② 診断におけるフレームワーク活用の意義

それではなぜ、医学的診断や経営診断において、フレームワークが用いられているのでしょうか?

医学的診断において現在のかたちの診療録が普及した背景は、それ以前の診療録が、科学性が貧弱であり、主観的、散文的であったことが問題であったと述べられています。
つまり、診断における科学性や客観性を担保するために、フレームワークが用いられるようになったのです

コツや勘に頼った「診断」を受けたいか、科学的で客観的な「診断」を受けたいか。患者や事業者の視点でフレームワークについて考えれば、その意義は明らかではないでしょうか。

③ フレームワーク活用の留意点

続いて、フレームワーク活用の留意点について考えてみたいと思います。

医学的診断の分野では、「区切り位置の決め方」(専門用語でカットオフ値とよびます)が留意すべき論点のひとつです。
やや複雑なので図でご説明します。疾患かどうかを判定する検査について考えてみましょう(左図)。意外と思われるかもしれませんが、世の中にある多くの検査は、それだけでは疾患かどうかを完璧に区別することはできません。参照する集団の検査値の分布に重なりがあるため、疾患か非疾患かを完璧に判別する区切り位置を決めることができないためです。
つまり、どんなに頑張っても、検査結果に間違いが生じることを避けることができません(偽陽性や偽陰性といいます)。
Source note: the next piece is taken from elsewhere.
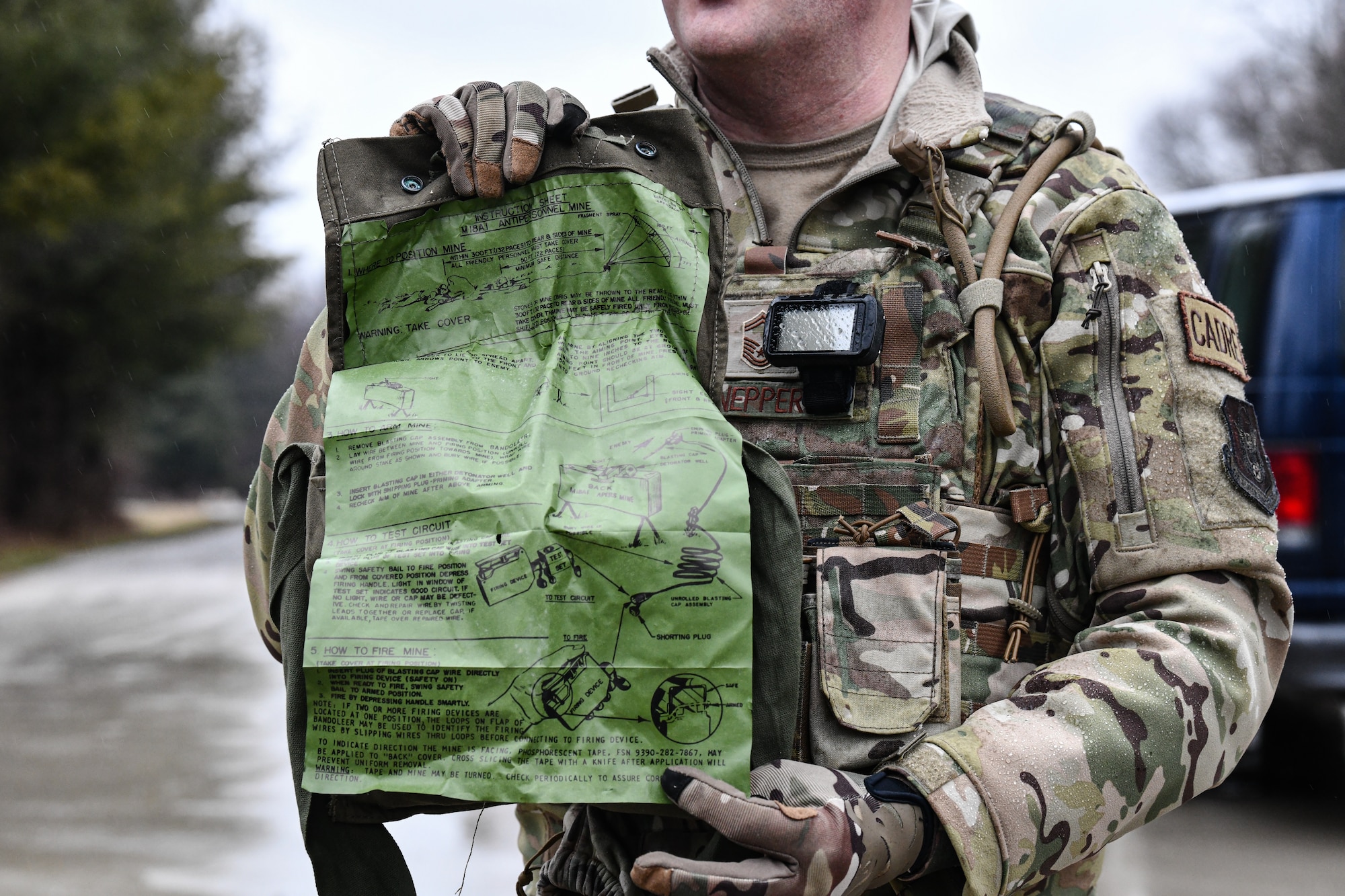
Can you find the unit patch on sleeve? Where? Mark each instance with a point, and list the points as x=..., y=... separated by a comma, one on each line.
x=1245, y=455
x=1213, y=334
従って、この区切り位置の決め方は簡単ではなく、万能な解決策はありません。実際には、この疾患を取り巻く様々な要素が考慮されて決定されます。例えば、疾患の重症度であったり、どのような治療があるか、仮に診断結果が間違っていた場合の患者への影響、などです。
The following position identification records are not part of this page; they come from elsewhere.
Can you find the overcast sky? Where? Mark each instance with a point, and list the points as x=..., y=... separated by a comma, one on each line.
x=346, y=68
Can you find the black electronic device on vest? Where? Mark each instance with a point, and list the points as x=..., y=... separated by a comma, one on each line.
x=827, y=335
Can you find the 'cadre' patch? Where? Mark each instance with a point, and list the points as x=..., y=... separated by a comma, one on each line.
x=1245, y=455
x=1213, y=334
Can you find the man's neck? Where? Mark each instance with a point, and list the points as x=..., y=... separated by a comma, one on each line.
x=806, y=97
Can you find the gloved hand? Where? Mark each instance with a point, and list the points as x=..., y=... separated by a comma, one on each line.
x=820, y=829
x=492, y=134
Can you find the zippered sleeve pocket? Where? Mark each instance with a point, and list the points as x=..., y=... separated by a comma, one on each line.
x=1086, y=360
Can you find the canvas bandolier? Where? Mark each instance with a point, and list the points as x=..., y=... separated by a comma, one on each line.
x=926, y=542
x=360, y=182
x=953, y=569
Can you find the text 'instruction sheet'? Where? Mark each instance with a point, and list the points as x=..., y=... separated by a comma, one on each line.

これを経営診断におきかえて考えてみましょう(右図)。例えばSWOT分析における強みの分析において、その会社の特徴は、区切り位置の決め方によっては強みになったり弱みになったりするでしょう。

医学的診断に学ぶとすれば、経営診断においても、強みや弱みなどの区切り位置の決め方に、万能な解決策は無いのではないでしょうか。一律に決定すべきではなく、その会社を取り巻く様々な要素を十分に考慮しながら検討されるべきだと考えられます。例えば、会社が抱える問題の重大性や緊急性、問題に対する有効な打ち手の有無、仮に異なる判断をした場合の会社への影響、などです。
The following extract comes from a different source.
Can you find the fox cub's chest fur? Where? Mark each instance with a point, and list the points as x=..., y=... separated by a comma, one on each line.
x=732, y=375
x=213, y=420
このように、SWOT分析に限らず、フレームワークの活用には必ず限界があります。さまざまなフレームワークで企業を分析する際には、そのフレームワークがもつ本質的な限界を十分理解し、留意する必要があるのではないでしょうか。

以上、ややチャレンジングではありましたが、「経営診断」と「医学的診断」の共通性から、フレームワークの意義と留意点について考えてみました。
引き続き、フレームワーク研究会にて、そのよりよい使い方について議論していきたいと思います。